人間は欲望の赴くまま権力やお金を欲しがるものです。
なぜなら、それさえ手に入れば何もかも自由になり、幸せが訪れると考えるからです。
仕事を辞めて自由になりたい、お金持ちになって自由になりたい、こういった言葉が巷に溢れているように、自由という言葉には、希望に満ちた明るいイメージがあります。
ところが、漱石は自由に対し、漠然とした希望を抱くのではなく、むしろ絶望しなければならないと考えていました。
その真意とは一体何なのか、さあというわけで最後のテーマを次から見ていきます。
国家の繁栄か個人の幸福か
まずは漱石のことばから紐解いていきます。
「ご存知の通りイギリスという国は、大変自由を尊ぶ国であります。しかし、彼らはただ自由なのではありません。自分の自由を愛するとともに、他の自由を尊重するよう、子どもの時から社会的教育を受けているのです。私は英国を手本にせよと言っているのではありません。義務が伴わない自由は、本当の自由ではないと申し上げているのです。わがままな自由は、決して社会には存在し得ないし、もし存在してもすぐに排斥されたり、踏み潰されたりするでしょう。私は皆さんが自由であることを絶望すると同時に、それに附随する義務について納得されることを願ってやまないのであります。こういう意味において、私は個人主義だと公言してはばからないつもりです。」
要するに、多くの人が欲しがる権力やお金と同様に、自由にも義務が附随してきますと。
こういったことを承知した上で、自己本位に生きることが、自分が伝えようとしている個人主義なんだというわけです。
では、自由に課せられた義務とは何なのでしょうか。
さあでは続きを確認していきましょう。
「個人の自由は個性を発展させる上で必要なものです。また、個性の発展は皆さんの幸福と深い関わりを持っています。そのため、よほどの影響がない限り、僕は左を向くが君は右を向いても構わないといった自由は、自分にも他人にも与えられなければなりません。それが、とりも直さず私の言う個人主義なのです。金力や権力の点においても同じです。俺の好かない奴だから畳んでしまえとか、気に食わないものだからやっつけてしまえとか、悪いこともないのにただそれらを乱用したらどうでしょう。人間の個性が破壊されると同時に人間の不幸もそこから起こってしまいます。」
自分の自由を尊重して欲しければ、他人の自由も同じくらい尊重する必要があるといった内容でした。
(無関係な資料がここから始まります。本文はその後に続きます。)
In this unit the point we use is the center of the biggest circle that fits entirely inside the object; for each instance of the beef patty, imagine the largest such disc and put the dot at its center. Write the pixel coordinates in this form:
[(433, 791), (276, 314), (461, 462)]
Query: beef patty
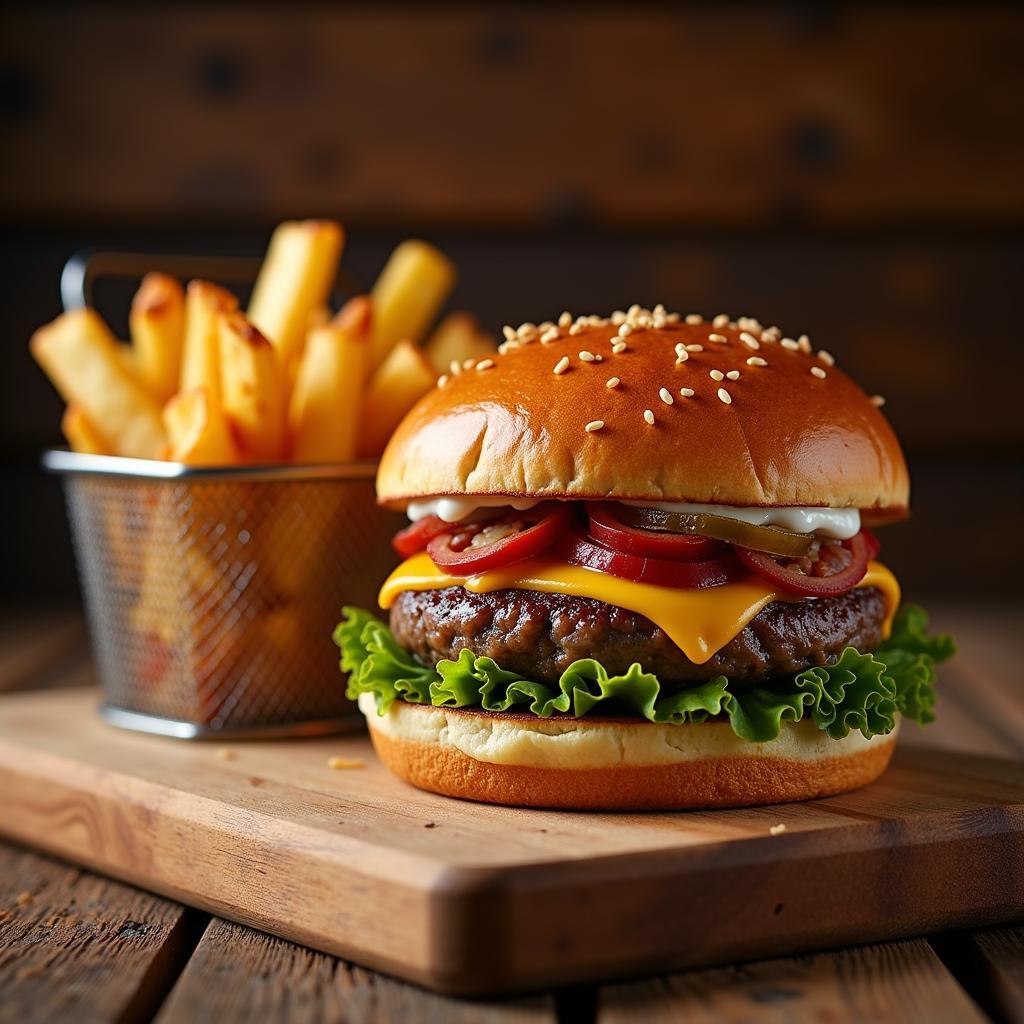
[(540, 635)]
例えば、自分と価値観が合わない人と出会うたびに、いつも心をかき乱している人物がいたとします。
また、彼は誰よりもお金や権力を持ち、自分と意見が合わないものは容赦なく粛清をするといった暮らしを何十年も続けているとします。
さて、この場合、その人物は自由な人生を謳歌しているでしょうか。
おそらく、誰の目から見ても、精神的に不自由な生き方をしています。
つまり、他人の個性や自由を尊重できる寛容な心を持たなければ、いつまでも人は自由にも幸福にもなれないのです。
ただ、このように人間の個性や自由を尊重するという考えは、一部の権力主義者や個人よりも、国家に価値を置く国家主義者から警戒される可能性があります。
そこで漱石は、個人主義は国家に害をなす危険なものではないと、次のように強調します。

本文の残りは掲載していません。